From hiking to a scenic overlook, exploring an underground cave, to waking up under the starlit Sierra sky, there’s nothing more grounding than spending time among Sequoia National Park’s giant living organisms. Before you venture into “the Land of The Giants”, don’t forget to read through our detailed guide below for the best experience.
Sequoia National Park was first home to the Monache (also known as Western Mono), who resided mainly in the Kaweah River drainage in the Foothills region of the park. To this day, their pictographs can be found at several sites within the park, notably at Hospital Rock and Potwisha.

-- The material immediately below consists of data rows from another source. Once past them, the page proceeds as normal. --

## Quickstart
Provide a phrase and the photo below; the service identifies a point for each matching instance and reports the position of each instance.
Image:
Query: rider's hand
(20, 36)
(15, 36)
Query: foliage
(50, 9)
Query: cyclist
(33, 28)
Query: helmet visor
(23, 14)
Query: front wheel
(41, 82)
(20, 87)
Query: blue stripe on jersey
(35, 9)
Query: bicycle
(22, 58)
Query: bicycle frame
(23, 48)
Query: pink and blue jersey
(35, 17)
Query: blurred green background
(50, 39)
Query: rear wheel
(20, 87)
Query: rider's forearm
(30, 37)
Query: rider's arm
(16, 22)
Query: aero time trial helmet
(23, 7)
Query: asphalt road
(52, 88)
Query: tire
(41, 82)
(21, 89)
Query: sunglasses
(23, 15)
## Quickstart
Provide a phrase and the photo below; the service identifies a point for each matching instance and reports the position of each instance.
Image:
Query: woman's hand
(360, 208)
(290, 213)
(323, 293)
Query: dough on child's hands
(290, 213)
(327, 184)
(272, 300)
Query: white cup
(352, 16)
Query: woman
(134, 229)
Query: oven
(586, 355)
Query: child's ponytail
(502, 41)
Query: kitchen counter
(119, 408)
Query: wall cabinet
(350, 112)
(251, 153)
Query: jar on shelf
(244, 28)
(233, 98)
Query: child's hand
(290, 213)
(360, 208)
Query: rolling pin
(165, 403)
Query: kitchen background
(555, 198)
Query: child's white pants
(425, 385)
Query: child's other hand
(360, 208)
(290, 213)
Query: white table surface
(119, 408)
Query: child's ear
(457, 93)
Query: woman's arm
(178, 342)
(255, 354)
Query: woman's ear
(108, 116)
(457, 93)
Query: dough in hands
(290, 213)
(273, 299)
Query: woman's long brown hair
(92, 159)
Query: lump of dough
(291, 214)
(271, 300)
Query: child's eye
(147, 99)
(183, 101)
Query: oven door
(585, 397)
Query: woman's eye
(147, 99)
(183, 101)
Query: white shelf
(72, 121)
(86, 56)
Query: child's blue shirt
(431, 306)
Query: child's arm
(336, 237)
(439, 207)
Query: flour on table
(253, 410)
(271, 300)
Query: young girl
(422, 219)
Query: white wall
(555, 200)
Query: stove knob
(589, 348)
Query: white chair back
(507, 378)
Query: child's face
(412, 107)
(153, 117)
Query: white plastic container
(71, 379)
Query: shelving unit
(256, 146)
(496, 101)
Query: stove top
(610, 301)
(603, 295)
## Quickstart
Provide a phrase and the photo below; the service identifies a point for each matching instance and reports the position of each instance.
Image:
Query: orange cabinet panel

By the time the first European settlers arrived in the area, smallpox, an infectious disease, had already spread to the region, decimating Native American populations. The first European settler in the area was Hale Tharp, who famously built a home out of a hollowed-out fallen giant sequoia log in the Giant Forest next to Log Meadow. Tharp’s Log can still be visited today in its original location in the Giant Forest.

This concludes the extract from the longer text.